Further education colleges are open to students aged 16 and over. Colleges attract students from all age groups, however, some study programmes are specifically for students aged 16-18 years. With the exception of English and maths GCSEs, a further education college generally offers mainly technical and professional qualifications at a variety of levels. The level at which a student starts a study programme is generally governed by their GCSE results from secondary school.
Your son or daughter need not rule out a university pathway by choosing a technical and professional qualification – a number of level 3 study programmes can provide a route to university.
The main change between school and college is freedom; relaxed rules and dress code. Students are treated more as adults and calling tutors by their first name is common place. There is an emphasis on students taking full responsibility for their learning unlike the full guidance they have been used to in a secondary school environment. Timetables can often include a number of free periods and students may not be expected to attend every day – a college day can be longer than a school day and your son/daughter will have to adjust quickly to ensure that they do not fall behind with their studies.
Free time can be used to complete coursework, volunteering or maybe part-time work in order to build upon skills and their experience in the workplace. Colleges specialise in technical and professional subjects and so are equipped with realistic work-like settings such as salons, theatres, kitchens and workshops. These industry specific environments help students gain familiarity with all of the kit and technology commonly used in their chosen industry. Many college tutors have a background within the sector in which they teach, helping to give students an insight into the challenges and realities of the workplace.
Technical and professional study programmes also include compulsory work experience placements. These are opportunities for students to develop the employability skills which employers consistently look for. The placements also give students the chance to ‘road test’ career ideas.

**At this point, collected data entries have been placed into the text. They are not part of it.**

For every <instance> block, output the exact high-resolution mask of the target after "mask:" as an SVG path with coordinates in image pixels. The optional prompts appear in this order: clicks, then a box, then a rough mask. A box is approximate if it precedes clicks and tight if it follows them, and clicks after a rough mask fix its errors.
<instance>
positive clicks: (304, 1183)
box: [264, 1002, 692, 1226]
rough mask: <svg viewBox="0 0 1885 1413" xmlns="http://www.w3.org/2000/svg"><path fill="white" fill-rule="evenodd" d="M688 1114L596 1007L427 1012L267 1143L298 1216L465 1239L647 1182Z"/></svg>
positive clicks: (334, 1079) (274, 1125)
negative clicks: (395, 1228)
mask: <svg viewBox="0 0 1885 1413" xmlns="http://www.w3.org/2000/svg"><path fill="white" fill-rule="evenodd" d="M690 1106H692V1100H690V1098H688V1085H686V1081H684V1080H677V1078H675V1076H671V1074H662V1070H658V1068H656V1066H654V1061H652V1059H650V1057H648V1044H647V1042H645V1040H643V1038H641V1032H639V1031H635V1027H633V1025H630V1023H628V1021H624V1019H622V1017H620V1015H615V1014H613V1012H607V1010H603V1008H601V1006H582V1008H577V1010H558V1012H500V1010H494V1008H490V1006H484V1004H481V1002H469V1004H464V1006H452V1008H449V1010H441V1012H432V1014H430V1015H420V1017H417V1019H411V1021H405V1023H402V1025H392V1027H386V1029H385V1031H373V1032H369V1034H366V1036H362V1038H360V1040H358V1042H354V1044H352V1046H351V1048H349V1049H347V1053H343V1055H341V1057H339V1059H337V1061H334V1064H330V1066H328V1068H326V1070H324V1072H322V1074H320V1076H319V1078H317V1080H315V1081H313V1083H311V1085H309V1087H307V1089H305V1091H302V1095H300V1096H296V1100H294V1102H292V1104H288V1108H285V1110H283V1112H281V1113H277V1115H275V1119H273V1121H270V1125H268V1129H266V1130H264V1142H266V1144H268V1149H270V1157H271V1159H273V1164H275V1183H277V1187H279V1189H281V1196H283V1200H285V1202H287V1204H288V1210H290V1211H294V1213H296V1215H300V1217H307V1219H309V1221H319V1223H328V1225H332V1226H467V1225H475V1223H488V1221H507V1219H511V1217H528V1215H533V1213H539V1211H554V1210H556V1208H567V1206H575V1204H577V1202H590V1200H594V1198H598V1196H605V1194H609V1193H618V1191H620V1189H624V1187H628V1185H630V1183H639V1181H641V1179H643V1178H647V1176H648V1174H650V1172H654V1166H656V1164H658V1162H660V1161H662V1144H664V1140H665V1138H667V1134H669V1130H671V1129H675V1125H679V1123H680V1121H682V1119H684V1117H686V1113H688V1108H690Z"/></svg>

Starting at college can be exciting and nerve-wracking. The important thing to convey to your son/daughter is that everyone feels the same at the start. They are entering a partnership between student and tutor, a willingness to learn and to offer the highest level of commitment to their studies. At college, you are expected to do a large part of your learning on your own. This can include reading and completing assignments and so a work-life balance is very important.
We have high expectations for all of our students to integrate well into our diverse community and for everyone to achieve their goals. College can be some of your child’s best years, encourage them to get the maximum out of their experience. We are here to help, guide, encourage and support every step of their exciting journey towards the start of their prospective careers.